My own rationale for removing one skyway per year is all that foot traffic would eventually move to the sidewalk and retail business would follow. Mr. Magrino’s argument in his piece is businesses will be forced out of the skyways to street level, and customers will have to follow if they want coffee, lunch or whatever people still shop for in person these days. I’m not sure which one of us are more delusional.
So how do we implement Mr. Magrino’s plan? He is, after all, on the Minneapolis Planning Commission, and perhaps that’s the place to start. A zoning code change that forbids all second floor retail uses, including bank tellers and tax advisors, not just restaurants and coffee shops. Doing so will instantly make all existing retailers nonconforming, and I’m not sure exactly what the ramifications would be, except for lawsuits. But I reason that, because no new leases could be signed, it would take five to seven years (or however long the longest lease is) for all retailers to disappear.
I know, existing retailers will not go quietly. And why would they? After all, if there’s more foot traffic in the skyways, why open a ground floor space unless you have to? That’s why I advocated for simply removing skyways; then people wouldn’t have a choice but to walk on the sidewalk (the torture!). Mr.

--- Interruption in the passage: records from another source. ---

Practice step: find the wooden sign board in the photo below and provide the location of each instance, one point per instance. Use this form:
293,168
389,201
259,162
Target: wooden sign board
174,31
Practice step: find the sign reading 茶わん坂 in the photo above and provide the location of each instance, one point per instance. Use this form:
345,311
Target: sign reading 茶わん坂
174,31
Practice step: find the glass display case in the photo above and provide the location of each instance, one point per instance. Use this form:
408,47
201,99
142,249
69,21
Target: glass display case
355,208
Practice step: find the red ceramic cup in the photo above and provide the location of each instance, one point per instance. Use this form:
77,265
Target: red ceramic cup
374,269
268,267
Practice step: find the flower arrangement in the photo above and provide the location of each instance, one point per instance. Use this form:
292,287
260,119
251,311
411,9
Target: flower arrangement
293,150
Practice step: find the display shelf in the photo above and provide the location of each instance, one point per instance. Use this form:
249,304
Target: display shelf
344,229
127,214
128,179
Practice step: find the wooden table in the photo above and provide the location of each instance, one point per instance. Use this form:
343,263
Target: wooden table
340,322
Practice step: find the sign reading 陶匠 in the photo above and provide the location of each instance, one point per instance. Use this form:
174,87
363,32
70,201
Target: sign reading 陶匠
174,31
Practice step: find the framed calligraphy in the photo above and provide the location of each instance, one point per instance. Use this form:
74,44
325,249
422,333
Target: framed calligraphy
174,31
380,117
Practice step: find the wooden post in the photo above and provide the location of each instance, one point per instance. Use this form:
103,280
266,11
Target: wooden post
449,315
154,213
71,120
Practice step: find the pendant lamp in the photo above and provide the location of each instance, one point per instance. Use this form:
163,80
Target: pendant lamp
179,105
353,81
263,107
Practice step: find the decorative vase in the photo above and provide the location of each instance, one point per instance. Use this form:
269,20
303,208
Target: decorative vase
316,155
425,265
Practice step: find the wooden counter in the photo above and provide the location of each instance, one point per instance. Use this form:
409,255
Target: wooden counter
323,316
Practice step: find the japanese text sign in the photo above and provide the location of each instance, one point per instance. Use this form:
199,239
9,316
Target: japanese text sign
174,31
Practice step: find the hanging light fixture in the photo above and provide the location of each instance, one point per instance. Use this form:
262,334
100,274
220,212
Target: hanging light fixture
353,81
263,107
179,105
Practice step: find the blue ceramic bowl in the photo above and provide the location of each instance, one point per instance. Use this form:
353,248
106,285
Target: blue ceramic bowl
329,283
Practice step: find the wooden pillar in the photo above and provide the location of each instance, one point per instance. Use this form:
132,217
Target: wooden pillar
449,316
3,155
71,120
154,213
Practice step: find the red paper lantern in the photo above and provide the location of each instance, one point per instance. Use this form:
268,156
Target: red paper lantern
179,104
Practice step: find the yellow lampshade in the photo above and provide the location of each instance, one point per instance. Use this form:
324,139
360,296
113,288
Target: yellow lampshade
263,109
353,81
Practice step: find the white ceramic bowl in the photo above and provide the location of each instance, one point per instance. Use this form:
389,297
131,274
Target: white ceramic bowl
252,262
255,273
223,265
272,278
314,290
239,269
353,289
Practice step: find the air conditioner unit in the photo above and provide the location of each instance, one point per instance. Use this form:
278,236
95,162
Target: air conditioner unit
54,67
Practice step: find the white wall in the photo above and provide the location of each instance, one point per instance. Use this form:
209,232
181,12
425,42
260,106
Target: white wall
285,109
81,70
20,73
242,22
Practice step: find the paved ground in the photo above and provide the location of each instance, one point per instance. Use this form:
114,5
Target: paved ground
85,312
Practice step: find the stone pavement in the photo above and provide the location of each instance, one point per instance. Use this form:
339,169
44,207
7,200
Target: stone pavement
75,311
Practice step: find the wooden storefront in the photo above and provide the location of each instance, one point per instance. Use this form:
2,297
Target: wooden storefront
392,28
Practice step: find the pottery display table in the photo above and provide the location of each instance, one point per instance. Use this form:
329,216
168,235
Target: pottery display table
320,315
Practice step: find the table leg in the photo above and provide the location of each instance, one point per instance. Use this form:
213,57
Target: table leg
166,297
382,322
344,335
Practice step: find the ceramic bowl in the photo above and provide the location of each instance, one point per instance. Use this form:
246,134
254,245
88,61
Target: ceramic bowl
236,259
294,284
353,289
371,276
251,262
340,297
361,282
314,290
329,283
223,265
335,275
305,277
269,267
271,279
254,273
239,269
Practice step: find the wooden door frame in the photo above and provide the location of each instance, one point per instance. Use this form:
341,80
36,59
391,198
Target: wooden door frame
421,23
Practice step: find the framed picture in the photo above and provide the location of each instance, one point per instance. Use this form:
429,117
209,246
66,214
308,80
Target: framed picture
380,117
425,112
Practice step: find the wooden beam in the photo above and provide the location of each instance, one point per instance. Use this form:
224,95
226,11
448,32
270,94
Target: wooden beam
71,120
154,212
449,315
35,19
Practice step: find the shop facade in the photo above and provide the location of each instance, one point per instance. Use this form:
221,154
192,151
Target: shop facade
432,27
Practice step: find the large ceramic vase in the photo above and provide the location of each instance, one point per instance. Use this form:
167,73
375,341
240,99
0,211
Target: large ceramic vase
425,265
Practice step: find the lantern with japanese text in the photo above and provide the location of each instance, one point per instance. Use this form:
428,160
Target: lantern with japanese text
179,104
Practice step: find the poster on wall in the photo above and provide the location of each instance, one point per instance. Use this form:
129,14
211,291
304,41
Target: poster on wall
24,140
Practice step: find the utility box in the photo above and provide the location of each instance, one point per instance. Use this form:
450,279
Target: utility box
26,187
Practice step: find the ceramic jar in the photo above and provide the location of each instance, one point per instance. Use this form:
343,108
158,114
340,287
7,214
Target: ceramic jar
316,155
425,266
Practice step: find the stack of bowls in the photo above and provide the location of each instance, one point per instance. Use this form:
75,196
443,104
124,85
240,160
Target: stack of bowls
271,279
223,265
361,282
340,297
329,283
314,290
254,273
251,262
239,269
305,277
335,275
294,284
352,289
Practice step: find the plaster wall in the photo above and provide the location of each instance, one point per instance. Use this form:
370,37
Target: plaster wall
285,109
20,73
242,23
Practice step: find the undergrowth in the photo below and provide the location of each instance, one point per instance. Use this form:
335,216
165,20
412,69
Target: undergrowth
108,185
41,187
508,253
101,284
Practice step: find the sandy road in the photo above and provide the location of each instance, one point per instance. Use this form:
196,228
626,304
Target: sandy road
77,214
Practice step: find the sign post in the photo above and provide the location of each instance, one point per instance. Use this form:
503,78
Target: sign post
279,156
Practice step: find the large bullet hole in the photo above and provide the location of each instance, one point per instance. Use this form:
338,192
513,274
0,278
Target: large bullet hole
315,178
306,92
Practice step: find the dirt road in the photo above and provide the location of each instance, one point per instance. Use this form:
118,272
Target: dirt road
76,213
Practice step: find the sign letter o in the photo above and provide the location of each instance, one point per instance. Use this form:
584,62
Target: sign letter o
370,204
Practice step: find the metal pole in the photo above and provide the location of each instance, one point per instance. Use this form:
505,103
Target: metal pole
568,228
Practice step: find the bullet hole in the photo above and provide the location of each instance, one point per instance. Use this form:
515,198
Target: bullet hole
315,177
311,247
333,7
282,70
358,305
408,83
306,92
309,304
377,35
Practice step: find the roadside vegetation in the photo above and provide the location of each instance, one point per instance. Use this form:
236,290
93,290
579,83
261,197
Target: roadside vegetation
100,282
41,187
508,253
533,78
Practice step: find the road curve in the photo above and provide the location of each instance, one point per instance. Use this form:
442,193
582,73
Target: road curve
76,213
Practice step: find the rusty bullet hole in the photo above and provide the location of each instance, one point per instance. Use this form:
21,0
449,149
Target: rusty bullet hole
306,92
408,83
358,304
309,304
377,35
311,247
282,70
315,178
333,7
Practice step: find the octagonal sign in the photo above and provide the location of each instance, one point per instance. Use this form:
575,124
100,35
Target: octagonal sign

Magrino takes the opposite approach, sort of the chicken versus egg, although I cannot identify which is which in this scenario.
If the vision is for a downtown Minneapolis with a vibrant public realm and active sidewalks, there are two ways to achieve this: ban skyway level retail or tear the skyways down. Either one could work, and both are extremely difficult to achieve, but since I believe any city worth its salt should in fact have a vibrant public realm and active sidewalks, then something has to be done. Besides, clearly the status quo isn’t working. Nick Magrino, you are howling at the moon. But I got your back. I say bring it on: ban skyway level retail.